Mr. Jamal’s own journey into custody appeared strange. Kurdish authorities said that Mr. Jamal came to Iraq to join the insurgency, a topic Mr. Jamal was evasive about.
He said he had flown to Baghdad in 2004 because he planned to drive into Jordan illegally, and was then arrested in Mosul by the Kurds. He could not fly directly to Jordan, he said, because the Jordanian government considered him a terrorist, which he said he was not.
Asked how he ended up in Mosul, which is not on the way to Jordan from Baghdad, he shrugged, and said, “My plans changed.”
Andrew S. Todd, a senior spokesman for the Australian Department of Foreign Affairs, confirmed by telephone that Mr. Jamal is an Australian citizen. He added that he had been visited by consular officials, who have been discussing his circumstances with the Kurdish authorities. He declined to discuss the case further, citing diplomatic protocol.
Another inmate, Haqi Ismail Ibrahim, an Iraqi Arab who had trained with the Taliban in Afghanistan before the terrorist attacks in the United States in 2001, said he had been held without charges or a legal hearing for more than five years. (Mr. Ibrahim has been held since at least 2002, when he was previously interviewed by The New York Times.)
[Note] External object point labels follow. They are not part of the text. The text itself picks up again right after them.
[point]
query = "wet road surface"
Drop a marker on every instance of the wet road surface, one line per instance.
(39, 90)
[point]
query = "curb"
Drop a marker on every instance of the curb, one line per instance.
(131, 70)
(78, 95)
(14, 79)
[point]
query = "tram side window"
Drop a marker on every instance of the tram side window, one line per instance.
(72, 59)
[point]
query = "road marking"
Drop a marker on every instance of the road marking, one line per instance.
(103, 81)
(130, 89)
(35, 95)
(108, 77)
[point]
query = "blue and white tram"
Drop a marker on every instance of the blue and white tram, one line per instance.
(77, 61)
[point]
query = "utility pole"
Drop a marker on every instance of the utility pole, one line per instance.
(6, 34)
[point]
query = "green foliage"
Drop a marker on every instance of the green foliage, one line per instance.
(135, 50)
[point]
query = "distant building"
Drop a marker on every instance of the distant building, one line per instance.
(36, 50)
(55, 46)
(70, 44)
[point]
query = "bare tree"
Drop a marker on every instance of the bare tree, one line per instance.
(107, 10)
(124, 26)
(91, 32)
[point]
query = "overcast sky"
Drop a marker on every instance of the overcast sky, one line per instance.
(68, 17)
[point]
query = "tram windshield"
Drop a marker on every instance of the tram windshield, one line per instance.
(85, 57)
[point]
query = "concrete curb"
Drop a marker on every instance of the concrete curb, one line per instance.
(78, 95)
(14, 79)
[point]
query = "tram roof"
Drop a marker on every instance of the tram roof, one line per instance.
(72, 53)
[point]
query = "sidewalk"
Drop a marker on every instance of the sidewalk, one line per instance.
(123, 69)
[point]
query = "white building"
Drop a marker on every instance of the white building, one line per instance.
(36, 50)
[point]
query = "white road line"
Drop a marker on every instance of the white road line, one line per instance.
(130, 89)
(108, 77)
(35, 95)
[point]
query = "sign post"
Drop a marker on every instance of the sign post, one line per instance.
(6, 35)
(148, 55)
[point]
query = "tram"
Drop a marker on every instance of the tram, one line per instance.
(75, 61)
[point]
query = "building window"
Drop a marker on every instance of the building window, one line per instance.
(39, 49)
He said 10 to 15 other inmates have vanished, and that he feared they had been executed. “We asked the Red Cross to search for these people,” he said through the bars. “But they do not know where they are.”
One of the prisoners who Mr. Ibrahim said was now missing, Qais Ibrahim Khadir, was captured in 2002 after an assassination attempt against Barham Salih. Mr. Salih was then the prime minister of the eastern Kurdish enclave and is now a deputy prime minister of Iraq. Five Kurdish guards were killed in the attempt.
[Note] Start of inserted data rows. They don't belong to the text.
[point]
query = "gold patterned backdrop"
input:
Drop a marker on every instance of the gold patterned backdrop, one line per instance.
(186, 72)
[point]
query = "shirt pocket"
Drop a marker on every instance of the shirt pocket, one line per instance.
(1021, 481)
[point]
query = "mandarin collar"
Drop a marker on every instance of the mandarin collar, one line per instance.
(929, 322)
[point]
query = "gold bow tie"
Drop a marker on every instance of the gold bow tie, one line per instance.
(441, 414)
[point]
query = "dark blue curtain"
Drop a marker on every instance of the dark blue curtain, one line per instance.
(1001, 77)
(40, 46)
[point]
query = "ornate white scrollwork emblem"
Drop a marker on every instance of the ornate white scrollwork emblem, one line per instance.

Mr. Salih later said he wanted to spare Mr. Khadir’s life, as part of an example of official restraint and respect for life in a country that had endured unchecked state violence under Mr. Hussein. Other Kurdish officials, in interviews in 2002 and 2003, dismissed such notions as fancy, and said Mr. Khadir would be executed.
Mr. Khadir’s fate has never been disclosed. Mr. Jalal and Mr. Nouri would say publicly only that he is no longer in his custody.
The International Committee for the Red Cross has an office in Sulaimaniya. Its head of mission declined to comment about the prisoners’ allegations, other than to say that the organization visits the prison and the inmates and is in contact with the Kurdish authorities.
The United States military said it was also not directly involved in these jails. “We just don’t have that role in the Kurdish legal system,” said Maj. Derrick W. Cheng, a spokesman for the Third Brigade, 25th Infantry Division. “We have security overwatch in the area, but we don’t have an immediate or direct role in the prisons.”